F# Advanced GPU Programming

This section discusses the following advanced F# GPU programming features:

GPU Module

Sometimes it is useful to group GPU functions, global symbols and host routines together in a GPU module. This can be achieved with the gpumodule workflow, which produces a GPU module template. At runtime, this template is applied to a concrete GPU instance, which is subsequentially JIT compiled and loaded. The following GPU resources can be defined in a GPU module template:

  • Kernels, defined by Compiler.DefineKernel.
  • Device functions, defined by DefineFunction.
  • Global GPU symbols, such as constant memory symbols, defined by Compiler.DefineConstantArray and Compiler.DefineConstantVariable.
  • Entry function Entry<'T>, which should always be the last resource returned by the gpumodule workflow. It is a host function which provides the entry point of the GPU module.

Alea GPU uses F# computation expressions to implement the gpumodule workflow.

Let's revisit the parallel transform introduced in section GPU Programming with F# and recast it as a GPU module. Although there is only resource, the GPU kernel function, it may be still useful to encapsulate the launching details, such as the GPU memory copy, allocation and freeing, as well as the calculation of the launch parameters.
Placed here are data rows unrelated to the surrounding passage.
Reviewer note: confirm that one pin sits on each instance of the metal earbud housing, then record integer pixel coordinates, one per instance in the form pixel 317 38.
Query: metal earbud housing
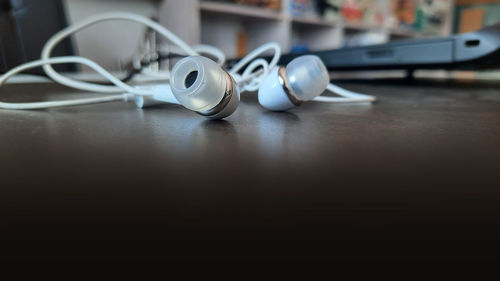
pixel 201 85
pixel 303 79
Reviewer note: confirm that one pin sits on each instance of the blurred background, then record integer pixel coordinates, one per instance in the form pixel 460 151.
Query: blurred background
pixel 236 26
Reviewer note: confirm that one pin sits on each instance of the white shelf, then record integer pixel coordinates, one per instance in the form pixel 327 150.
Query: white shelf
pixel 314 21
pixel 239 10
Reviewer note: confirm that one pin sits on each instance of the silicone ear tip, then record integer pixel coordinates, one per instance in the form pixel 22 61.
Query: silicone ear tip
pixel 307 76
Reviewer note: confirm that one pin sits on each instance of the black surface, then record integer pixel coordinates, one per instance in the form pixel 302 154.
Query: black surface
pixel 476 50
pixel 414 177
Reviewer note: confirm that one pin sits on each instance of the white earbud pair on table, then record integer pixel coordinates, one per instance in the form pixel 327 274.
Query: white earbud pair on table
pixel 201 85
pixel 196 82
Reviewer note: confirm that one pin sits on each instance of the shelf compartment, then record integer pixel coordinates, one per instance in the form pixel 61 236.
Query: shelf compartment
pixel 236 10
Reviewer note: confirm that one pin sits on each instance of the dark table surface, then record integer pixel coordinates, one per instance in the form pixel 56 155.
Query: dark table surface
pixel 415 176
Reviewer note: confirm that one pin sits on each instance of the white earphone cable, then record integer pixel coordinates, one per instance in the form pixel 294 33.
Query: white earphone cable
pixel 346 96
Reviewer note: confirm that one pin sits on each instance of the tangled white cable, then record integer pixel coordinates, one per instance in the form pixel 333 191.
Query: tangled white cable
pixel 250 79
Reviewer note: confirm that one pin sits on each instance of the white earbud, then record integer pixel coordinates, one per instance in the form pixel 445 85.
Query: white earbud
pixel 201 85
pixel 303 79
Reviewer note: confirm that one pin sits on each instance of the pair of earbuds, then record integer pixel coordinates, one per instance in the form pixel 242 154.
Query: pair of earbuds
pixel 201 85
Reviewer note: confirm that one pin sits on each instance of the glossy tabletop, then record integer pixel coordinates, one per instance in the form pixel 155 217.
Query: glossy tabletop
pixel 415 176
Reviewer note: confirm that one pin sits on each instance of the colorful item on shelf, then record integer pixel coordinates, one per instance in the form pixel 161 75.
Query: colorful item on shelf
pixel 270 4
pixel 351 11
let kernel (result:int[]) (arg1:int[]) (arg2:int[]) =
    let start = blockIdx.x * blockDim.x + threadIdx.x
    let stride = gridDim.x * blockDim.x
    let mutable i = start
    while i < result.Length do
        result.[i] <- arg1.[i] + arg2.[i]
        i <- i + stride

let transformModule = gpumodule {
    let! kernel = <@ kernel @> |> Compiler.DefineKernel

    return Entry(fun program ->
        let gpu = program.Gpu
        let kernel = program.Apply kernel

        let divup (num:int) (den:int) = 
            (num + den - 1) / den

        let transform (arg1:int[]) (arg2:int[]) =
            let length = arg1.Length
            let darg1 = gpu.Allocate(arg1)
            let darg2 = gpu.Allocate(arg2)
            let dresult = gpu.Allocate<int>(length)
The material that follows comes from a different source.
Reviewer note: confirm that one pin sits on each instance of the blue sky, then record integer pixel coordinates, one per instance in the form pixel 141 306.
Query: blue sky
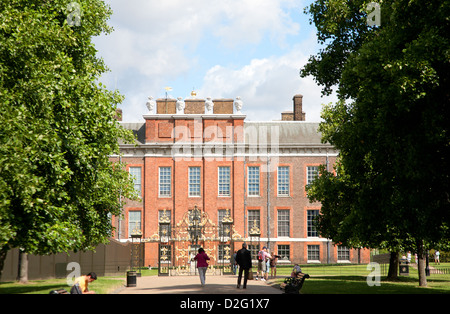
pixel 223 49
            let blockSize = 256
            let gridSize = min 256 (divup length blockSize)
            let lp = LaunchParam(gridSize, blockSize)
            kernel.Launch lp dresult darg1 darg2

            let result = Gpu.CopyToHost(dresult)

        transform) }

In the gpumodule workflow, the kernel symbol is defined. Then the entry point is returned. The Entry<'T> constructor takes a program instance from which the actual GPU instance can be retrieved. The Program.Apply method is applied to the kernel symbol to turn the kernel into a launchable GPU function on that GPU instance. The function transform encapsulates the GPU memory management and the calculation of the launch parameters and is returned as the entry function of the GPU module.

let runGpuModule() =
    let arg1 = Array.init length id
    let arg2 = Array.init length id
    let expected = (arg1, arg2) ||> Array.map2 (+)

    let gpu = Gpu.Default
    let transform = gpu.EntryOf transformModule
    let actual = transform arg1 arg2

    Assert.AreEqual(expected, actual)

To use this GPU module template, the methhod Gpu.EntryOf is called to retrieve the entry function. Every GPU instance caches the JIT compilation result of this GPU module template, based on the template instance in a similar way as described in the section JIT Compilation. This also means that GPU module template instances should be created as global values to avoid unnecessary repetitive JIT compilation.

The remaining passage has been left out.